In this project, we take advantage of Captury MoCap system to capture a series of nuanced, artistically inspired falling movements. These movements serve as the foundation for training our machine learning model, the 'Attribute-Conditioned Variational Autoencoder'. With this model, we're able to synthesize a vast collection of falling motions that are not only realistic and diverse but also infused with artistic expression. To facilitate deeper exploration and interaction by artists, we've developed a comprehensive interactive interface.
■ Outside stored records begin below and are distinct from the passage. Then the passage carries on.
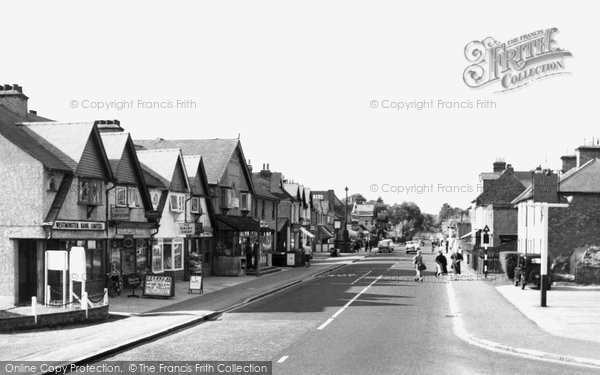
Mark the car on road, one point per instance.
(413, 246)
(385, 246)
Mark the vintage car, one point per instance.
(527, 271)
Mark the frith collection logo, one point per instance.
(515, 63)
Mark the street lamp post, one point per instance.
(346, 221)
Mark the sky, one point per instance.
(308, 86)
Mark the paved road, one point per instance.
(369, 317)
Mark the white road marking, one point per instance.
(461, 332)
(347, 304)
(352, 283)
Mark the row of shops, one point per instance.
(143, 207)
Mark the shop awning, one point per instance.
(281, 224)
(470, 233)
(324, 232)
(307, 232)
(237, 223)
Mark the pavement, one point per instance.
(501, 318)
(137, 320)
(508, 319)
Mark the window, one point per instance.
(133, 197)
(155, 199)
(90, 192)
(167, 255)
(246, 202)
(195, 206)
(177, 202)
(121, 196)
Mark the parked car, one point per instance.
(385, 246)
(527, 271)
(413, 246)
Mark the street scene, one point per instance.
(275, 188)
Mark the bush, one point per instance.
(511, 263)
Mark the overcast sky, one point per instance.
(296, 81)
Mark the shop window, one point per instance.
(121, 196)
(133, 197)
(177, 202)
(90, 192)
(195, 206)
(169, 254)
(157, 259)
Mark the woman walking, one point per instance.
(419, 266)
(442, 264)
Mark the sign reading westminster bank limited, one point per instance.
(515, 63)
(78, 225)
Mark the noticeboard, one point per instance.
(159, 286)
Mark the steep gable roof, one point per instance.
(168, 164)
(502, 191)
(75, 144)
(17, 136)
(122, 156)
(216, 152)
(197, 175)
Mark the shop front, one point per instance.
(237, 246)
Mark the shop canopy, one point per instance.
(325, 233)
(307, 232)
(237, 223)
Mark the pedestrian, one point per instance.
(248, 252)
(307, 254)
(419, 266)
(442, 264)
(456, 259)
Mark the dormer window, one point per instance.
(90, 191)
(52, 185)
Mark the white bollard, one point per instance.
(34, 308)
(84, 304)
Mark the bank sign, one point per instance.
(515, 63)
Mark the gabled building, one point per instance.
(569, 227)
(200, 229)
(493, 208)
(232, 191)
(290, 209)
(54, 185)
(169, 248)
(132, 221)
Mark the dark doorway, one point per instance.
(27, 270)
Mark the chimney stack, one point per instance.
(499, 166)
(569, 162)
(586, 153)
(109, 126)
(12, 97)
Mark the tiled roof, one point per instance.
(114, 144)
(262, 186)
(585, 179)
(163, 162)
(26, 142)
(66, 141)
(216, 153)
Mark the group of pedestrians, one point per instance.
(441, 264)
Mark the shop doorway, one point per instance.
(27, 270)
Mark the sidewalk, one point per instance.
(142, 319)
(509, 319)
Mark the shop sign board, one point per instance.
(159, 286)
(78, 225)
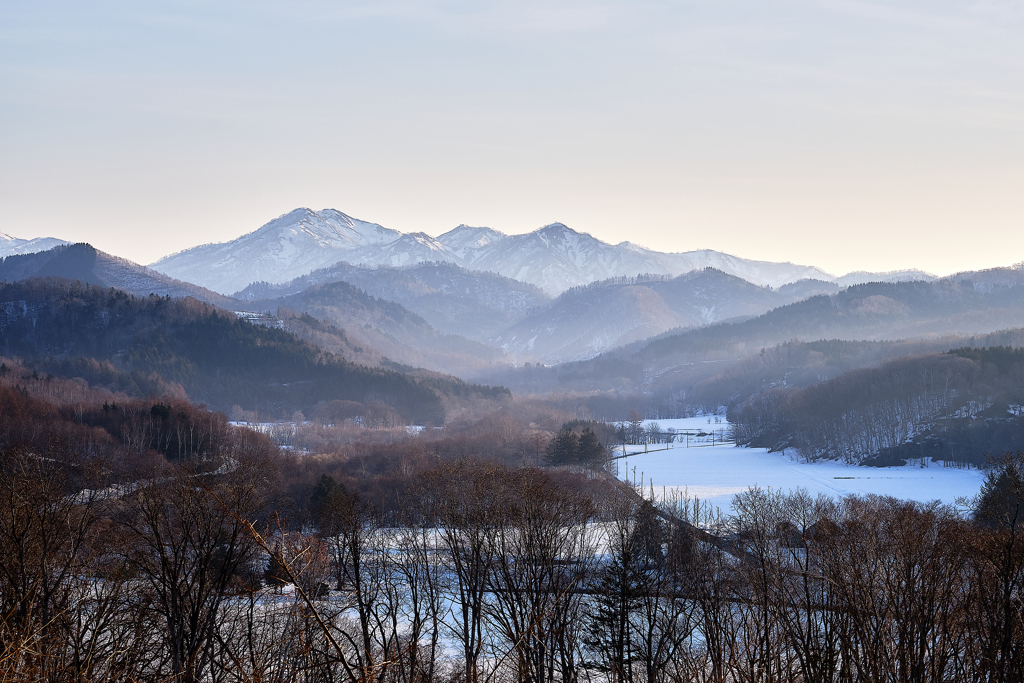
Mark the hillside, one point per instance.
(85, 263)
(587, 321)
(453, 299)
(669, 370)
(393, 331)
(962, 407)
(133, 344)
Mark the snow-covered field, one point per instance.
(717, 473)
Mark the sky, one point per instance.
(846, 134)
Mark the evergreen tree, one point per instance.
(1000, 503)
(563, 450)
(589, 450)
(609, 635)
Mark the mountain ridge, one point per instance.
(554, 257)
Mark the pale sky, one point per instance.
(845, 134)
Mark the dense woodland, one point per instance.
(151, 540)
(161, 345)
(964, 406)
(145, 538)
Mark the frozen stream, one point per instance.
(717, 473)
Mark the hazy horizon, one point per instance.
(846, 134)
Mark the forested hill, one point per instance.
(964, 406)
(152, 343)
(973, 303)
(86, 263)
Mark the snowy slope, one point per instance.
(555, 257)
(286, 248)
(11, 245)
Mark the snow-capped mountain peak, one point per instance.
(289, 246)
(465, 241)
(554, 257)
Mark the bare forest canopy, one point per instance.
(965, 406)
(157, 345)
(154, 541)
(976, 303)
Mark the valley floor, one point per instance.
(715, 474)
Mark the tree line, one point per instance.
(129, 551)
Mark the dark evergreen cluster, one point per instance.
(569, 447)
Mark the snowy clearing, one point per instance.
(717, 473)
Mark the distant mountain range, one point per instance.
(588, 321)
(87, 264)
(554, 258)
(10, 245)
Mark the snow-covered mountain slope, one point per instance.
(10, 246)
(287, 247)
(554, 257)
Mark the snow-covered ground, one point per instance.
(717, 473)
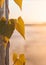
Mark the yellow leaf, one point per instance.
(19, 3)
(18, 62)
(14, 57)
(22, 58)
(20, 26)
(1, 3)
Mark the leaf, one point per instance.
(18, 62)
(1, 3)
(19, 3)
(14, 57)
(20, 27)
(22, 58)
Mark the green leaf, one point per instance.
(1, 3)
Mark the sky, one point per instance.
(33, 11)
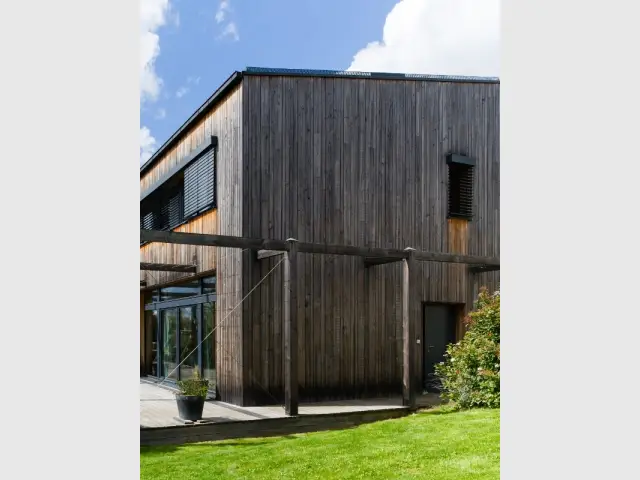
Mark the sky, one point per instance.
(190, 47)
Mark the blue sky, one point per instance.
(189, 47)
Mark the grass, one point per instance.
(433, 444)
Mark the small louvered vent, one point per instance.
(460, 187)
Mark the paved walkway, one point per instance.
(158, 408)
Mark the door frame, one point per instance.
(458, 317)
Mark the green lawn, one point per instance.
(431, 445)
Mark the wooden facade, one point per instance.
(329, 159)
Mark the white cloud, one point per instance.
(223, 9)
(182, 91)
(231, 31)
(448, 37)
(147, 144)
(153, 15)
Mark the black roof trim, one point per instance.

This tool enables users to observe the generated motions from multiple angles, control playback seamlessly, and apply the motions to a variety of human avatars. Our aim is to open up new possibilities in digital artistry, offering a bridge between technological innovation and the rich domain of human movement.
Impact Phase
- Impact Location: Heads, Torso, Arms, Legs
- Impact Attribute: Push, Prick, Shot, Contraction, Explosion
Glitch Phase
- Glitch Attribute: Shake, Flail, Flash, Stutter, Contort, Stumble, Spin
- Glitch Speed: Slow, Medium, Fast
Falling Phase:
- Falling Attribute: Release, Let go, Hinge, Surrender
- End Position: Back, Front
- End Shape: Extended, Crumpled
note: the interactive demo is only for demo purpose, as it only load one set of seqeunce.